I bought a metallic Montgomery Ward flashlight from a yard sale yesterday for a $1. On the switch it has a patent number that reads "PAT.No.I.969.320", translation 1969320. Click the link to read the patent on Google, there is some more information there. I also took the flashlight to a bulb shop yesterday, where her guess was a 12p bulb, but the socket neck was too long for that.

Here are some photos I posted on my Flickr account:

[Socket]
[Angle 1]
[Angle 2]
[Side]
[Bottom]

I need ideas on how to find the bulb for this or how to make another bulb work.

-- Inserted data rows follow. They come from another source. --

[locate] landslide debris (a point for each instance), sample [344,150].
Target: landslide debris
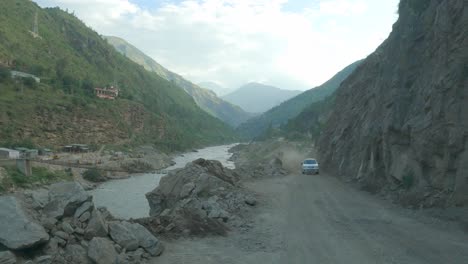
[61,225]
[203,198]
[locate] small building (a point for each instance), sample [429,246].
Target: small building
[9,153]
[76,148]
[107,93]
[32,153]
[26,153]
[45,152]
[17,74]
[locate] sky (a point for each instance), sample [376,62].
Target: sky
[291,44]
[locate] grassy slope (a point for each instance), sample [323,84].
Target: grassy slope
[71,59]
[204,98]
[291,108]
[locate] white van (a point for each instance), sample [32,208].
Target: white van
[310,166]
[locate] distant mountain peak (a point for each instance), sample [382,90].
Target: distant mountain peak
[205,98]
[257,98]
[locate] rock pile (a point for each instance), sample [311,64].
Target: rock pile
[201,199]
[61,225]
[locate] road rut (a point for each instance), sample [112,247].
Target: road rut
[318,219]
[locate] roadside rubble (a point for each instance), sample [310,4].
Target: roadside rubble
[61,225]
[203,198]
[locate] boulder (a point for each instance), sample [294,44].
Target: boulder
[6,257]
[38,198]
[122,236]
[62,235]
[46,259]
[199,178]
[97,227]
[67,228]
[145,239]
[101,251]
[217,169]
[84,217]
[187,189]
[65,198]
[85,207]
[17,230]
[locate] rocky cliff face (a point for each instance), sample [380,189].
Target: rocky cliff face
[400,121]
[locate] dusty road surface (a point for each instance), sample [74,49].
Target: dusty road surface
[318,219]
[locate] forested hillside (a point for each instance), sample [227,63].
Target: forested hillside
[279,115]
[205,99]
[71,60]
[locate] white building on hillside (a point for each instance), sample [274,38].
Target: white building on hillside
[9,153]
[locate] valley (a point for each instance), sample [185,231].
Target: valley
[107,156]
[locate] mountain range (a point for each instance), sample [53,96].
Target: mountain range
[215,87]
[258,98]
[206,99]
[279,115]
[71,60]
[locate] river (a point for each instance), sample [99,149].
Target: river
[126,199]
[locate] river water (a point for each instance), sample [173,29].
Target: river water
[126,199]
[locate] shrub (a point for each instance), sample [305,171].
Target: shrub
[30,82]
[94,175]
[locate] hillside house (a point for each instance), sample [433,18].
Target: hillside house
[107,93]
[17,74]
[9,153]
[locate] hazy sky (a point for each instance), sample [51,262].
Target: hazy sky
[295,44]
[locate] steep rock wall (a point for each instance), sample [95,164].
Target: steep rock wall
[400,121]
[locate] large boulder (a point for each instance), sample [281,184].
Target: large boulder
[145,239]
[199,178]
[65,198]
[122,235]
[17,230]
[101,251]
[97,226]
[76,254]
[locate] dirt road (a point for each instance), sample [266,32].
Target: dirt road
[318,219]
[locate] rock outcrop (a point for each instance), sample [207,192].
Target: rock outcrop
[400,121]
[201,199]
[61,225]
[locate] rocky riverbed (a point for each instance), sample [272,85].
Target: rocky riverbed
[61,224]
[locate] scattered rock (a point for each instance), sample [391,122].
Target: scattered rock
[39,198]
[85,207]
[60,241]
[250,201]
[122,236]
[67,228]
[62,235]
[76,254]
[65,198]
[101,251]
[48,223]
[97,227]
[44,259]
[187,189]
[6,257]
[17,231]
[84,217]
[79,231]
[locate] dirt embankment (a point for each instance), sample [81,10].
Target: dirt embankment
[306,219]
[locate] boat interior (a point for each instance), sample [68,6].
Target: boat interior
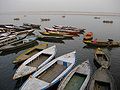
[34,52]
[101,85]
[39,60]
[76,81]
[53,71]
[102,57]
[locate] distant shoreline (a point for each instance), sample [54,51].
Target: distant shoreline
[61,13]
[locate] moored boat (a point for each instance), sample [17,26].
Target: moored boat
[18,44]
[35,62]
[88,36]
[77,79]
[51,73]
[30,52]
[70,32]
[102,58]
[102,43]
[57,34]
[101,80]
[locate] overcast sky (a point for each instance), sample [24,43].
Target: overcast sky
[60,5]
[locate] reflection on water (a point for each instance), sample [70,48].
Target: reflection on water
[100,30]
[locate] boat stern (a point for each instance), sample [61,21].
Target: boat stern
[23,71]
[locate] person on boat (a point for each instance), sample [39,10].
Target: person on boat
[95,41]
[110,41]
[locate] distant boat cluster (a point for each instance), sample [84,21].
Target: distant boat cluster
[106,21]
[45,71]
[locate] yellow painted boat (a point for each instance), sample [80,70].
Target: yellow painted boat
[30,52]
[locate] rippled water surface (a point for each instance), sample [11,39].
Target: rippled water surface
[100,30]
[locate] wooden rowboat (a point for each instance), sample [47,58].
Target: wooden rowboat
[70,32]
[35,62]
[88,36]
[77,79]
[18,44]
[101,80]
[102,43]
[101,58]
[57,34]
[30,52]
[51,73]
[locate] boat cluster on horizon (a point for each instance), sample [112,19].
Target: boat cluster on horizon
[90,42]
[44,70]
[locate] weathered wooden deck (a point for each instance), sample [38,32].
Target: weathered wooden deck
[39,60]
[52,73]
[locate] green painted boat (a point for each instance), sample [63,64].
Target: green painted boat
[30,52]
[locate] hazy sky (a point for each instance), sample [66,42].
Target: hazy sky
[60,5]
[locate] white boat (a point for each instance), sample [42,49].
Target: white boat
[102,80]
[35,62]
[51,73]
[77,79]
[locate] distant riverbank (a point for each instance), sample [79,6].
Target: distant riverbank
[60,13]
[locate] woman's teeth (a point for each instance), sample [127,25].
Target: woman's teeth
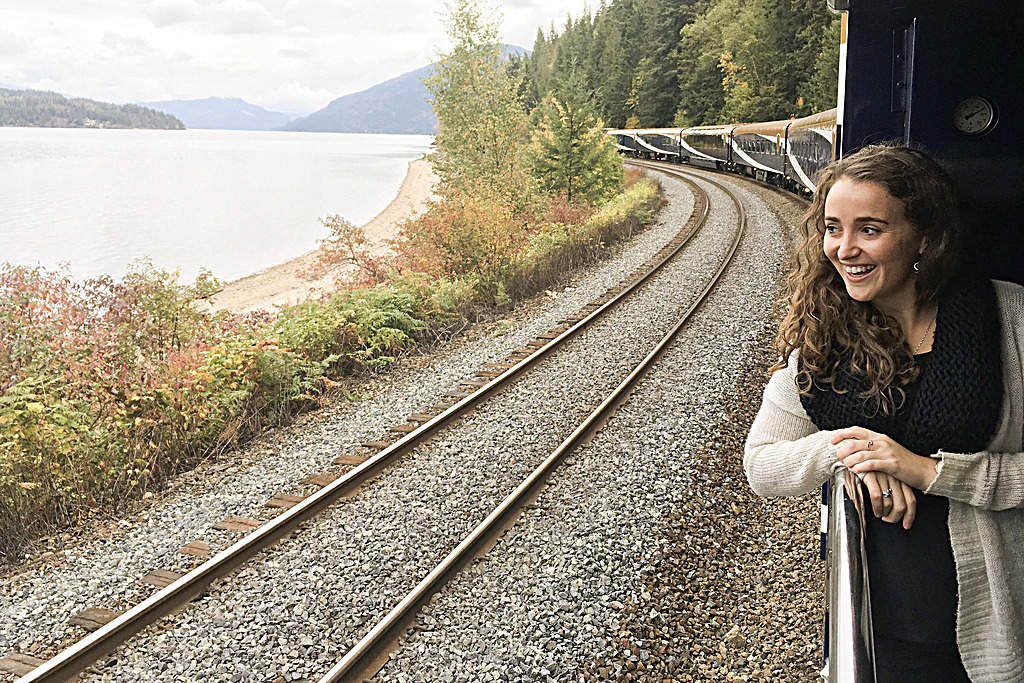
[858,269]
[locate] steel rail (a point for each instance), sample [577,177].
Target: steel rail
[849,635]
[359,658]
[89,649]
[851,643]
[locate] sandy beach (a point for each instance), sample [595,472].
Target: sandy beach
[279,285]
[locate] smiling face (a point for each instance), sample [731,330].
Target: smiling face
[870,244]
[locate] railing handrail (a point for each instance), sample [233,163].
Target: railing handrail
[851,645]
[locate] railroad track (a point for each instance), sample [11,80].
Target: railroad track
[107,638]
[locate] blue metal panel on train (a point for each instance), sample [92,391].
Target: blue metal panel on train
[944,75]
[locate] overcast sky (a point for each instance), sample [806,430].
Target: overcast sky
[293,55]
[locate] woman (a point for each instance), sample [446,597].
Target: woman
[900,366]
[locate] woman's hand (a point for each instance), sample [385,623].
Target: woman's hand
[864,451]
[899,505]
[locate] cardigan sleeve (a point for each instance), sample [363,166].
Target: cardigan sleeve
[994,479]
[785,454]
[990,480]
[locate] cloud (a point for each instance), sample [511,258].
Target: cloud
[11,44]
[165,13]
[126,46]
[244,16]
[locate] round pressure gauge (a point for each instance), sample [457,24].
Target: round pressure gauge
[974,116]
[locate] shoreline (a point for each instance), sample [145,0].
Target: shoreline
[278,286]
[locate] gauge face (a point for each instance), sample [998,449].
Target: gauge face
[974,116]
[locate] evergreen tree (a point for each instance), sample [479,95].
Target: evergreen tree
[571,156]
[479,117]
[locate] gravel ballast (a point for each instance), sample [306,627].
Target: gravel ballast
[647,558]
[583,587]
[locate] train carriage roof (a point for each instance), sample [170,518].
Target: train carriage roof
[721,129]
[768,128]
[658,131]
[819,120]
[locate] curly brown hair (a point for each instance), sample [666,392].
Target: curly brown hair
[824,324]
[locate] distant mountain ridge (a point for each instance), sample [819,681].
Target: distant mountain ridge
[397,105]
[222,113]
[50,110]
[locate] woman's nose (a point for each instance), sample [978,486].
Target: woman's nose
[848,247]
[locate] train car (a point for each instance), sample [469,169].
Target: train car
[945,75]
[625,140]
[660,142]
[759,150]
[810,146]
[708,145]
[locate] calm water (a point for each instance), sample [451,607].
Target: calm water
[233,202]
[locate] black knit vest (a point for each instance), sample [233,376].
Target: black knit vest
[956,404]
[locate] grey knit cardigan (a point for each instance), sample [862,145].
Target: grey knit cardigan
[786,455]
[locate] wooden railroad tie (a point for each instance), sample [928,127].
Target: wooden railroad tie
[285,501]
[197,549]
[19,664]
[161,578]
[94,617]
[237,524]
[322,479]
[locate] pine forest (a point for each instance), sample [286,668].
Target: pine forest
[685,62]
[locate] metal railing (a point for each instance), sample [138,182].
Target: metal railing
[850,643]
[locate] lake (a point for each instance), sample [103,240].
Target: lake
[231,202]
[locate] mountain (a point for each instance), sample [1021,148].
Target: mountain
[222,113]
[397,105]
[49,110]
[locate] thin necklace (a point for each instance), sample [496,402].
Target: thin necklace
[922,342]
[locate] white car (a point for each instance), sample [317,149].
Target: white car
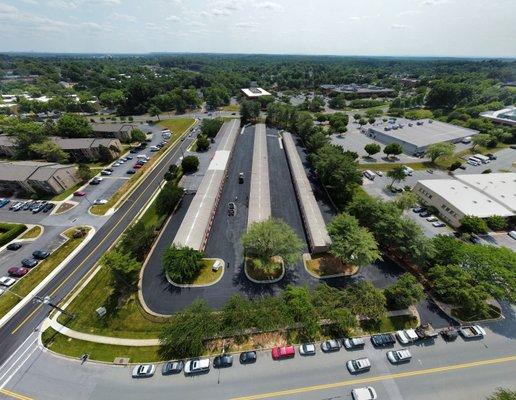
[365,393]
[407,336]
[358,365]
[399,356]
[143,370]
[7,281]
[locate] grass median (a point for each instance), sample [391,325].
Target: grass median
[26,284]
[177,127]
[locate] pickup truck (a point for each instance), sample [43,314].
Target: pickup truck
[472,332]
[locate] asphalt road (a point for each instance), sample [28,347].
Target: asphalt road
[13,333]
[438,371]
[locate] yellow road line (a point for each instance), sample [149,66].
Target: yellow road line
[18,396]
[100,243]
[399,375]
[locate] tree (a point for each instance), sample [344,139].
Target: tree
[405,292]
[137,135]
[397,174]
[84,172]
[124,270]
[497,223]
[154,111]
[270,238]
[73,126]
[137,240]
[249,111]
[182,264]
[394,149]
[168,198]
[372,148]
[50,151]
[186,331]
[203,143]
[351,243]
[437,150]
[472,224]
[190,164]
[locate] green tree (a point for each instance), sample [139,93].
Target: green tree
[397,174]
[124,270]
[137,240]
[351,243]
[270,238]
[372,148]
[182,264]
[472,224]
[73,126]
[50,151]
[186,331]
[405,292]
[393,149]
[154,112]
[190,164]
[436,150]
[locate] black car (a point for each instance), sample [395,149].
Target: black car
[172,367]
[14,246]
[248,357]
[40,254]
[383,340]
[223,361]
[29,262]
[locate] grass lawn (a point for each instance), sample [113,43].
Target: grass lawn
[100,352]
[389,324]
[25,285]
[178,127]
[34,232]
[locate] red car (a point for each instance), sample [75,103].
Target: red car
[17,271]
[279,353]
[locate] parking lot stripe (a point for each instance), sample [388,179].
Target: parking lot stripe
[378,378]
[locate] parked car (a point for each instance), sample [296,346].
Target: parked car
[172,367]
[365,393]
[7,281]
[29,262]
[143,370]
[329,346]
[354,343]
[399,356]
[223,361]
[307,349]
[383,340]
[14,246]
[247,357]
[17,272]
[282,352]
[358,365]
[197,366]
[40,254]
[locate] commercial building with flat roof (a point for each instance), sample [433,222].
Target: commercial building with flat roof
[416,136]
[318,237]
[479,195]
[196,224]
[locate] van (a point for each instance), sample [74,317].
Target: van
[369,174]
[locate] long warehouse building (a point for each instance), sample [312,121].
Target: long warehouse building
[196,225]
[259,197]
[318,237]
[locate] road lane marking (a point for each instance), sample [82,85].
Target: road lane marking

Any ideas would be great. Thanks so much for your help.

Dave


----------



## Toohotruk (Aug 7, 2011)

Great buy! Cool light! :welcome:


----------



## briskattivo (Aug 7, 2011)

Thanks.


----------



## S Jay (Sep 18, 2011)

This looks like a threaded socket. If your light is a 2-cell, you want a # 14 bulb (not a PR- bulb, which has no threads).

A three-cell light takes a # 13, and a four-cell light would probably take a # 425.

As you probably know, the shield slides back and forth. When the shield is NOT around the bulb, this allows the reflector to do its job, and it is more of a spotlight. When the shield slides around the bulb and prevents the light from getting to the reflector, it acts as a (pretty poor) floodlight.

Nice collectible. Hope this helps you.


----------



## angelofwar (Sep 18, 2011)

That is nice! I bet if you could get the reflector re-finished and hop that thing up with some CR123's and get more voltage, you'd have an awesome pocket-rocket!


----------